To ensure optimal Fault Tolerance results, you should follow certain best practices.
The following recommendations for host and networking configuration can help improve the stability and performance of your cluster.
Hosts running the Primary and Secondary VMs should operate at approximately the same processor frequencies, otherwise the Secondary VM might be restarted more frequently. Platform power management features that do not adjust based on workload (for example, power capping and enforced low frequency modes to save power) can cause processor frequencies to vary greatly. If Secondary VMs are being restarted on a regular basis, disable all power management modes on the hosts running fault tolerant virtual machines or ensure that all hosts are running in the same power management modes.
Host Networking Configuration
The following guidelines allow you to configure your host's networking to support Fault Tolerance with different combinations of traffic types (for example, NFS) and numbers of physical NICs.
Distribute each NIC team over two physical switches ensuring L2 domain continuity for each VLAN between the two physical switches.
Use deterministic teaming policies to ensure particular traffic types have an affinity to a particular NIC (active/standby) or set of NICs (for example, originating virtual port-id).
Where active/standby policies are used, pair traffic types to minimize impact in a failover situation where both traffic types will share a vmnic.
Where active/standby policies are used, configure all the active adapters for a particular traffic type (for example, FT Logging) to the same physical switch. This minimizes the number of network hops and lessens the possibility of oversubscribing the switch to switch links.
FT logging traffic between Primary and Secondary VMs is unencrypted and contains guest network and storage I/O data, as well as the memory contents of the guest operating system. This traffic can include sensitive data such as passwords in plaintext. To avoid such data being divulged, ensure that this network is secured, especially to avoid 'man-in-the-middle' attacks. For example, you could use a private network for FT logging traffic.
vSphere Fault Tolerance can function in clusters with nonuniform hosts, but it works best in clusters with compatible nodes. When constructing your cluster, all hosts should have the following configuration:
Common access to datastores used by the virtual machines.
The same virtual machine network configuration.
The same BIOS settings (power management and hyperthreading) for all hosts.
Run Check Compliance to identify incompatibilities and to correct them.
To increase the bandwidth available for the logging traffic between Primary and Secondary VMs use a 10Gbit NIC, and enable the use of jumbo frames.
Store ISOs on Shared Storage for Continuous Access
Store ISOs that are accessed by virtual machines with Fault Tolerance enabled on shared storage that is accessible to both instances of the fault tolerant virtual machine. If you use this configuration, the CD-ROM in the virtual machine continues operating normally, even when a failover occurs.
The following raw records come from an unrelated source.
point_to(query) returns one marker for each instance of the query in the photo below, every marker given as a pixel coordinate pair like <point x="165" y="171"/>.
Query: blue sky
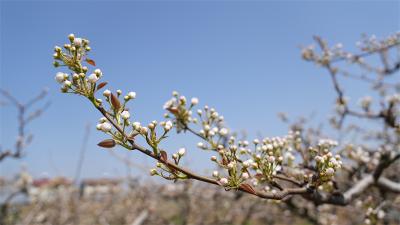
<point x="242" y="58"/>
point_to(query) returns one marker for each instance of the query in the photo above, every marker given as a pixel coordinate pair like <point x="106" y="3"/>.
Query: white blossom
<point x="106" y="127"/>
<point x="223" y="131"/>
<point x="195" y="101"/>
<point x="125" y="115"/>
<point x="107" y="93"/>
<point x="60" y="77"/>
<point x="330" y="171"/>
<point x="215" y="173"/>
<point x="181" y="151"/>
<point x="168" y="125"/>
<point x="136" y="125"/>
<point x="93" y="78"/>
<point x="98" y="72"/>
<point x="223" y="181"/>
<point x="77" y="41"/>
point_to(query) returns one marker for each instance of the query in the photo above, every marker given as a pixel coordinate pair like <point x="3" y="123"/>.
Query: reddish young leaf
<point x="91" y="62"/>
<point x="163" y="156"/>
<point x="115" y="102"/>
<point x="101" y="85"/>
<point x="248" y="188"/>
<point x="108" y="143"/>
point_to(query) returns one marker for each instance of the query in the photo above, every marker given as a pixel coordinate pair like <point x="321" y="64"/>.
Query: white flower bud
<point x="60" y="77"/>
<point x="93" y="78"/>
<point x="77" y="41"/>
<point x="168" y="125"/>
<point x="136" y="125"/>
<point x="71" y="37"/>
<point x="215" y="173"/>
<point x="67" y="83"/>
<point x="381" y="214"/>
<point x="223" y="181"/>
<point x="132" y="95"/>
<point x="223" y="131"/>
<point x="106" y="127"/>
<point x="98" y="72"/>
<point x="143" y="130"/>
<point x="107" y="93"/>
<point x="153" y="172"/>
<point x="98" y="126"/>
<point x="330" y="171"/>
<point x="125" y="115"/>
<point x="271" y="159"/>
<point x="195" y="101"/>
<point x="181" y="151"/>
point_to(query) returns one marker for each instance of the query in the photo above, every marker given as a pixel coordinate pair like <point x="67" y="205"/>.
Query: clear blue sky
<point x="241" y="57"/>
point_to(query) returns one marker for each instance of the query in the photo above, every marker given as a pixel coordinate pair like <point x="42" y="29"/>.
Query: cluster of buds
<point x="365" y="103"/>
<point x="326" y="163"/>
<point x="165" y="171"/>
<point x="228" y="160"/>
<point x="79" y="81"/>
<point x="180" y="110"/>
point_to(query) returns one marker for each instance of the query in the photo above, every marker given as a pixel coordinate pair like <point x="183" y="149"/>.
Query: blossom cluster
<point x="240" y="161"/>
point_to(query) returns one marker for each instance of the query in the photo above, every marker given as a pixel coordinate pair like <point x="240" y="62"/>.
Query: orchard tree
<point x="358" y="172"/>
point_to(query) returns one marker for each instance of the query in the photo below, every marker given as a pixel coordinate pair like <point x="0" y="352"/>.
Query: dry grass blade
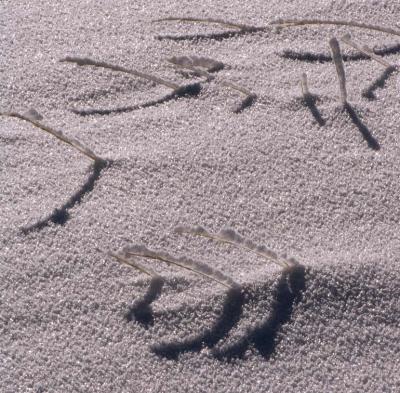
<point x="191" y="62"/>
<point x="207" y="21"/>
<point x="83" y="61"/>
<point x="304" y="85"/>
<point x="182" y="262"/>
<point x="303" y="22"/>
<point x="197" y="66"/>
<point x="338" y="60"/>
<point x="32" y="117"/>
<point x="231" y="237"/>
<point x="363" y="49"/>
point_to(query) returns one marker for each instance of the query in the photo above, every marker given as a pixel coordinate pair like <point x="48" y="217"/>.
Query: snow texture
<point x="326" y="191"/>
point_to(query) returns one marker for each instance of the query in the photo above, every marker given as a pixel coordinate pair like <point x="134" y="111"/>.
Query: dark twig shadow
<point x="365" y="132"/>
<point x="312" y="57"/>
<point x="190" y="90"/>
<point x="141" y="310"/>
<point x="264" y="337"/>
<point x="310" y="100"/>
<point x="379" y="83"/>
<point x="211" y="36"/>
<point x="231" y="313"/>
<point x="61" y="215"/>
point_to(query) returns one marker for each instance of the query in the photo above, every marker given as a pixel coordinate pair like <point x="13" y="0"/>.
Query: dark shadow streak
<point x="61" y="216"/>
<point x="372" y="142"/>
<point x="388" y="50"/>
<point x="380" y="82"/>
<point x="190" y="90"/>
<point x="264" y="337"/>
<point x="231" y="313"/>
<point x="141" y="310"/>
<point x="311" y="57"/>
<point x="309" y="100"/>
<point x="211" y="36"/>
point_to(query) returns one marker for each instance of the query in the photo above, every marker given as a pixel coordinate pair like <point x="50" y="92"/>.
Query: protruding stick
<point x="304" y="85"/>
<point x="229" y="236"/>
<point x="185" y="263"/>
<point x="302" y="22"/>
<point x="364" y="49"/>
<point x="29" y="117"/>
<point x="338" y="60"/>
<point x="82" y="61"/>
<point x="207" y="20"/>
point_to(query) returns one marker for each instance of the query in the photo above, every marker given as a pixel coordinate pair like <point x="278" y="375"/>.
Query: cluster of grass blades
<point x="129" y="254"/>
<point x="241" y="29"/>
<point x="192" y="89"/>
<point x="61" y="215"/>
<point x="263" y="336"/>
<point x="205" y="67"/>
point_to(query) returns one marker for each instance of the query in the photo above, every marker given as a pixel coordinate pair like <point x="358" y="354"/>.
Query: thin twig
<point x="221" y="22"/>
<point x="58" y="134"/>
<point x="338" y="60"/>
<point x="234" y="239"/>
<point x="201" y="72"/>
<point x="304" y="85"/>
<point x="82" y="61"/>
<point x="302" y="22"/>
<point x="134" y="264"/>
<point x="364" y="49"/>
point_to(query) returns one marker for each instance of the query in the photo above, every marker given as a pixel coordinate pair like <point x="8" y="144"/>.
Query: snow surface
<point x="321" y="194"/>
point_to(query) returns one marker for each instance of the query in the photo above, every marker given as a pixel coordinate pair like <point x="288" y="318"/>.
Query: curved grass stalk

For virtual machines with Fault Tolerance enabled, you might use ISO images that are accessible only to the Primary VM. In such a case, the Primary VM can access the ISO, but if a failover occurs, the CD-ROM reports errors as if there is no media. This situation might be acceptable if the CD-ROM is being used for a temporary, noncritical operation such as a patch.
Avoid Network Partitions
A network partition occurs when a vSphere HA cluster has a management network failure that isolates some of the hosts from vCenter Server and from one another. See the vSphere Availability publication. When a partition occurs, Fault Tolerance protection might be degraded.
In a partitioned vSphere HA cluster using Fault Tolerance, the Primary VM (or its Secondary VM) could end up in a partition managed by a master host that is not responsible for the virtual machine. When a failover is needed, a Secondary VM is restarted only if the Primary VM was in a partition managed by the master host responsible for it.
To ensure that your management network is less likely to have a failure that leads to a network partition, follow the recommendations in the vSphere Availability publication.